WHERE THE DRED SCOTT JUSTICES CAME FROM AND WHERE THEY STOOD

Five of the nine justices were from the south including Taney,  a Marylander.

Grier, Pennsyvania, was staunchly pro slavery.

Benjamin Curtis,  Dissent, a Massachusetts Whig who as a former state legislator had defended the Fugitive Slave Act on constitutional grounds -- and whose confirmation to the Court had been briefly held up by abolitionist opposition in the Senate -- found himself in the unlikely role of dissenter. Curtis' dissent was lengthy, offering a point-by-point rebuttal to each of Taney's assertions; it was also angry, although not out of any abolitionist zeal but rather due to his belief that Taney had used the Court to advance a distinctly political agenda. Curtis did not contest the basic distinction Taney had made between state and national citizenship. However, he held that the road to national citizenship was through state citizenship: any person deemed by any state to be its citizen was also, by definition, a citizen of the United States. In this way, a constitutional path to U.S. citizenship lay open to blacks.

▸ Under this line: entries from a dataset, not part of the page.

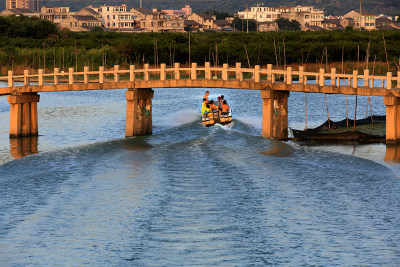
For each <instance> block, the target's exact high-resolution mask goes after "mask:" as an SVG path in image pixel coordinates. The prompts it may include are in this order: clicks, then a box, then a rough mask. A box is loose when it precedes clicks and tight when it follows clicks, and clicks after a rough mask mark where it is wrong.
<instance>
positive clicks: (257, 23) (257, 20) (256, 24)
mask: <svg viewBox="0 0 400 267" xmlns="http://www.w3.org/2000/svg"><path fill="white" fill-rule="evenodd" d="M256 26H257V33H258V5H257V9H256Z"/></svg>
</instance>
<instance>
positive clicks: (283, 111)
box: [261, 89, 289, 140]
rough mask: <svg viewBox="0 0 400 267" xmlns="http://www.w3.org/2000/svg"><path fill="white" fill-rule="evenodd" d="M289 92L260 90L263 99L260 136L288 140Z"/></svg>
mask: <svg viewBox="0 0 400 267" xmlns="http://www.w3.org/2000/svg"><path fill="white" fill-rule="evenodd" d="M288 97H289V92H283V91H274V90H272V89H265V90H261V98H262V99H263V118H262V136H263V137H266V138H275V139H277V140H285V139H287V138H288V126H289V124H288Z"/></svg>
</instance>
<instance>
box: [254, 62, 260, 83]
mask: <svg viewBox="0 0 400 267" xmlns="http://www.w3.org/2000/svg"><path fill="white" fill-rule="evenodd" d="M254 82H256V83H259V82H260V65H255V66H254Z"/></svg>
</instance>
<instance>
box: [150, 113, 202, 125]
mask: <svg viewBox="0 0 400 267" xmlns="http://www.w3.org/2000/svg"><path fill="white" fill-rule="evenodd" d="M197 120H200V114H199V112H198V111H195V110H192V109H185V110H180V111H178V112H174V113H170V114H167V115H166V116H163V117H162V118H161V119H160V120H159V121H158V122H157V124H158V125H159V126H166V127H171V126H172V127H174V126H179V125H183V124H188V123H192V122H194V121H197Z"/></svg>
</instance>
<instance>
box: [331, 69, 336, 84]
mask: <svg viewBox="0 0 400 267" xmlns="http://www.w3.org/2000/svg"><path fill="white" fill-rule="evenodd" d="M331 85H332V86H335V85H336V68H331Z"/></svg>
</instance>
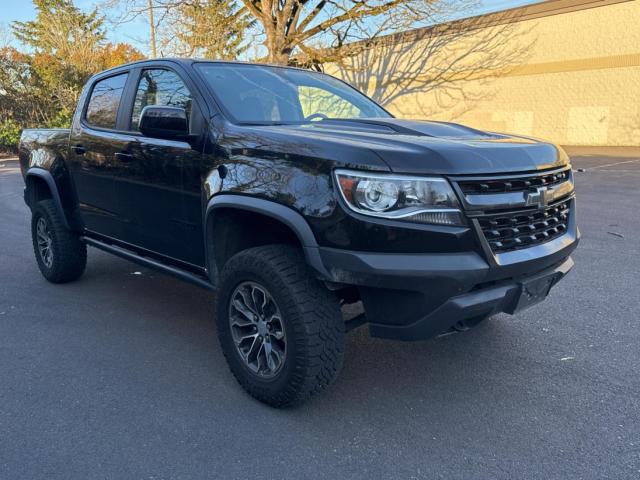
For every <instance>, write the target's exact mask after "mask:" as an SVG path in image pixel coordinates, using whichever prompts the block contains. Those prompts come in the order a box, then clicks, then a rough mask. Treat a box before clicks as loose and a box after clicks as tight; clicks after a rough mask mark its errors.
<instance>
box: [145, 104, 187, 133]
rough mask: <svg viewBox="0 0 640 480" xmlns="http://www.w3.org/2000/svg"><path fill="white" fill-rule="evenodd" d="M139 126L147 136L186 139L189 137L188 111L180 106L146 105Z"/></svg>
mask: <svg viewBox="0 0 640 480" xmlns="http://www.w3.org/2000/svg"><path fill="white" fill-rule="evenodd" d="M138 128H139V130H140V132H141V133H142V134H143V135H146V136H147V137H153V138H164V139H167V140H186V139H187V138H188V137H189V121H188V120H187V112H186V111H185V109H184V108H179V107H161V106H157V105H149V106H148V107H144V108H143V109H142V113H141V114H140V124H139V127H138Z"/></svg>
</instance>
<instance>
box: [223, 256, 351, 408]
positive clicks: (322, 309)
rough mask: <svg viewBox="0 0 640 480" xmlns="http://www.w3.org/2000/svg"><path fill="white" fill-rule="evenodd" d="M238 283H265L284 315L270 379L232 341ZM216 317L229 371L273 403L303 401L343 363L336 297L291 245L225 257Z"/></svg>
mask: <svg viewBox="0 0 640 480" xmlns="http://www.w3.org/2000/svg"><path fill="white" fill-rule="evenodd" d="M242 282H257V283H258V284H260V285H261V286H263V287H265V288H266V289H267V290H268V292H269V293H270V294H271V296H272V297H273V299H274V300H275V302H276V304H277V305H278V307H279V309H280V312H281V314H282V317H283V323H284V329H285V332H286V339H287V344H286V345H287V347H286V348H287V353H286V355H285V360H284V362H283V364H282V367H281V369H280V370H279V371H278V372H277V373H276V375H275V377H273V378H270V379H264V378H261V377H259V376H258V375H257V374H256V373H254V372H252V371H250V370H249V368H248V367H247V365H246V364H245V362H244V361H243V359H242V358H241V356H240V353H239V352H238V349H237V348H236V344H235V342H234V340H233V336H232V332H231V325H230V321H229V314H230V313H229V303H230V300H231V295H232V294H233V292H234V290H235V289H236V287H237V286H238V285H240V284H241V283H242ZM216 320H217V324H218V338H219V340H220V344H221V346H222V351H223V353H224V355H225V358H226V359H227V363H228V364H229V368H230V369H231V372H232V373H233V375H234V376H235V377H236V379H237V380H238V382H239V383H240V385H241V386H242V387H243V388H244V389H245V390H246V391H247V392H248V393H249V394H250V395H252V396H253V397H254V398H256V399H258V400H260V401H261V402H264V403H266V404H268V405H271V406H273V407H278V408H282V407H289V406H294V405H298V404H300V403H302V402H304V401H305V400H307V399H308V398H310V397H311V396H313V395H315V394H317V393H319V392H321V391H322V390H324V389H325V388H326V387H327V386H328V385H330V384H331V383H333V381H334V380H335V378H336V377H337V374H338V372H339V371H340V369H341V367H342V361H343V355H344V335H345V333H344V332H345V328H344V322H343V320H342V315H341V312H340V305H339V301H338V299H337V298H336V296H335V295H334V294H333V293H332V292H330V291H329V290H328V289H327V288H326V287H325V286H324V285H323V284H322V283H321V282H320V281H319V280H317V279H316V278H315V277H314V276H313V274H312V273H311V271H310V269H309V267H308V265H307V264H306V262H305V260H304V258H303V256H302V254H301V252H300V251H298V250H297V249H295V248H293V247H291V246H288V245H266V246H261V247H255V248H251V249H248V250H244V251H242V252H240V253H238V254H236V255H235V256H233V257H232V258H231V259H229V261H228V262H227V263H226V265H225V266H224V268H223V269H222V272H221V276H220V289H219V292H218V298H217V315H216Z"/></svg>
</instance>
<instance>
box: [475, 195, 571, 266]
mask: <svg viewBox="0 0 640 480" xmlns="http://www.w3.org/2000/svg"><path fill="white" fill-rule="evenodd" d="M569 210H570V201H569V200H564V201H562V202H559V203H556V204H554V205H550V206H548V207H545V208H543V209H539V210H520V211H515V212H503V213H496V214H493V215H483V216H480V217H477V218H478V222H479V224H480V228H481V229H482V233H484V236H485V238H486V239H487V242H489V245H490V246H491V250H492V251H493V252H494V253H504V252H510V251H513V250H520V249H522V248H529V247H534V246H536V245H540V244H542V243H545V242H549V241H551V240H553V239H555V238H557V237H559V236H560V235H563V234H564V233H566V231H567V228H568V225H569V213H570V211H569Z"/></svg>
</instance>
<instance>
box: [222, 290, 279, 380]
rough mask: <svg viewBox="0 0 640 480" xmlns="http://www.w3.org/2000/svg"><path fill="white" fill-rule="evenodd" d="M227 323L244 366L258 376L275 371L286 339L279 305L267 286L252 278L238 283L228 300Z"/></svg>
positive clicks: (271, 372)
mask: <svg viewBox="0 0 640 480" xmlns="http://www.w3.org/2000/svg"><path fill="white" fill-rule="evenodd" d="M229 324H230V327H231V335H232V337H233V341H234V344H235V346H236V350H237V352H238V354H239V355H240V358H241V359H242V360H243V362H244V364H245V366H246V367H247V368H248V369H249V370H250V371H251V372H253V373H254V374H255V375H257V376H259V377H261V378H272V377H274V376H275V375H277V374H278V372H280V370H281V368H282V366H283V365H284V362H285V358H286V354H287V342H286V336H285V330H284V323H283V321H282V315H281V313H280V309H279V308H278V305H277V304H276V302H275V300H274V298H273V297H272V296H271V294H270V293H269V292H268V290H267V289H266V288H265V287H263V286H262V285H260V284H258V283H256V282H243V283H241V284H239V285H238V286H237V287H236V288H235V290H234V291H233V293H232V294H231V299H230V301H229Z"/></svg>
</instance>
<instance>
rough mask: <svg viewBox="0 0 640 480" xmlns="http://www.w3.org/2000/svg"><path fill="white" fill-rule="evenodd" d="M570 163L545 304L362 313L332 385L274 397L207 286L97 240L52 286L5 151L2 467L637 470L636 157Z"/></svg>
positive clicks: (504, 472)
mask: <svg viewBox="0 0 640 480" xmlns="http://www.w3.org/2000/svg"><path fill="white" fill-rule="evenodd" d="M574 168H580V169H584V171H583V172H577V173H576V174H575V175H576V180H577V190H578V196H579V205H578V206H579V211H578V215H579V224H580V227H581V230H582V234H583V237H582V243H581V245H580V247H579V248H578V250H577V251H576V253H575V255H574V259H575V262H576V266H575V269H574V271H573V272H572V273H571V274H570V275H569V276H568V277H567V278H566V279H565V280H564V281H563V282H561V283H560V284H559V285H558V286H557V287H556V288H555V289H554V290H553V291H552V293H551V296H550V298H549V299H548V301H546V302H545V303H543V304H540V305H537V306H535V307H533V308H532V309H530V310H528V311H526V312H524V313H522V314H520V315H517V316H515V317H510V316H507V315H500V316H498V317H495V318H493V319H492V320H491V321H489V322H485V323H484V324H481V325H480V326H478V327H477V328H476V329H473V330H470V331H468V332H465V333H462V334H457V335H451V336H447V337H441V338H438V339H434V340H430V341H426V342H419V343H410V344H406V343H399V342H392V341H386V340H376V339H371V338H369V337H368V335H367V332H366V330H365V329H358V330H356V331H354V332H352V333H350V334H349V335H348V339H347V350H346V359H345V368H344V370H343V372H342V374H341V376H340V378H339V380H338V382H337V383H336V385H334V386H333V387H332V388H331V389H330V390H328V391H327V392H326V393H325V394H324V395H323V396H321V397H319V398H317V399H316V400H314V401H313V402H311V403H308V404H306V405H304V406H302V407H301V408H298V409H295V410H288V411H278V410H273V409H271V408H269V407H266V406H264V405H262V404H260V403H258V402H256V401H254V400H252V399H251V398H250V397H248V396H247V395H246V394H245V393H244V392H243V391H242V390H241V388H240V387H239V386H238V385H237V384H236V382H235V380H234V379H233V377H232V376H231V374H230V373H229V371H228V369H227V366H226V364H225V362H224V359H223V357H222V354H221V351H220V348H219V347H218V344H217V340H216V337H215V330H214V325H213V322H212V313H211V312H212V305H213V298H212V296H211V294H210V293H209V292H206V291H204V290H201V289H199V288H197V287H193V286H191V285H188V284H185V283H182V282H181V281H179V280H175V279H173V278H170V277H166V276H164V275H162V274H158V273H155V272H152V271H149V270H146V269H141V268H140V267H138V266H136V265H134V264H131V263H127V262H125V261H124V260H120V259H118V258H115V257H112V256H109V255H107V254H104V253H102V252H99V251H97V250H94V249H91V250H90V251H89V264H88V268H87V271H86V273H85V275H84V277H82V279H81V280H80V281H78V282H76V283H72V284H67V285H61V286H59V285H52V284H49V283H47V282H46V281H45V280H44V279H43V278H42V277H41V276H40V273H39V271H38V269H37V266H36V263H35V260H34V258H33V252H32V247H31V240H30V234H29V215H28V209H27V207H26V206H25V205H24V203H23V201H22V178H21V176H20V172H19V169H18V168H17V164H16V163H15V162H11V161H2V160H0V202H1V204H0V479H12V480H13V479H40V478H43V479H44V478H46V479H72V478H74V479H75V478H78V479H94V478H95V479H125V478H126V479H203V478H220V479H255V478H260V479H263V478H264V479H284V478H292V479H311V478H339V479H342V478H348V479H356V478H368V479H378V478H381V479H414V478H417V479H423V478H425V479H430V478H442V479H447V480H453V479H465V480H467V479H525V478H526V479H538V478H539V479H563V480H564V479H605V478H607V479H627V478H628V479H632V478H635V479H637V478H640V210H639V207H638V205H639V204H640V159H638V157H637V156H636V157H635V159H634V158H633V157H629V158H624V157H616V158H613V157H612V158H603V157H595V156H584V157H576V158H574Z"/></svg>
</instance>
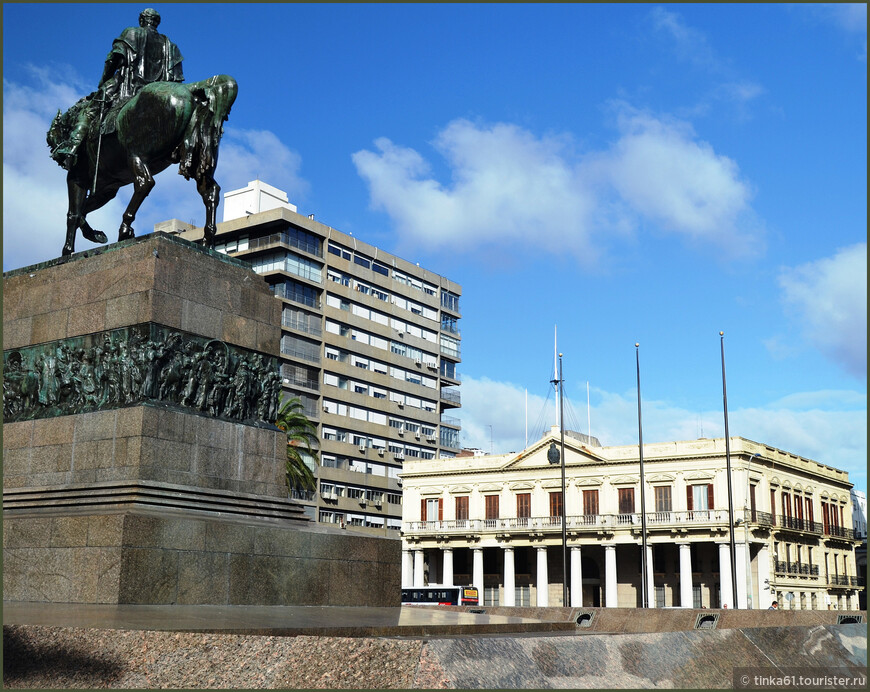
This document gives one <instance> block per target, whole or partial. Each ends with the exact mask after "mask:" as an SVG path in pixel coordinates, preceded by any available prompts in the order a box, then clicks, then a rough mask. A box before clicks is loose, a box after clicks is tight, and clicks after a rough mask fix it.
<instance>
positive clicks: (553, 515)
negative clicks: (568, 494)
mask: <svg viewBox="0 0 870 692" xmlns="http://www.w3.org/2000/svg"><path fill="white" fill-rule="evenodd" d="M550 516H551V517H561V516H562V491H561V490H560V491H558V492H555V493H550Z"/></svg>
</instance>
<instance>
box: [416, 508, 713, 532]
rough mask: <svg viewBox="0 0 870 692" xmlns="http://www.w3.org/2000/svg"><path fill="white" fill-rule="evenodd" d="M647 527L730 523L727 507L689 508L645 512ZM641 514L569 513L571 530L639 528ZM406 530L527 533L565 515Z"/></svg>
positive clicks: (560, 517)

Curtis conducted an extensive historical review of statutes, case law, and demographic records and asserted that in five of the original 13 states, blacks had held citizenship at the time of the Constitution's ratification -- and that they had therefore voted and participated in the process of its ratification. It was "not true, in point of fact, that the Constitution was made exclusively by the white race," he wrote. Therefore, blacks were "in every sense part of the people of the United States [as] they were among those for whom and whose posterity the Constitution was ordained and established." Significantly, however, although Curtis saw the Constitution as providing for the possibility of black citizenship, he stopped far short of endorsing full political equality for blacks -- and, in fact, would later oppose the full extension of the rights of national citizenship to blacks offered by the Fourteenth Amendment.
 
McLean, in Dissent, grew up in Ohio.  Going on to graduating from Harvard in 1806. It can also be argued that his anti-slavery views also began to form at this time, given his upbringing as an evangelical Methodist with a focus on egalitarianism.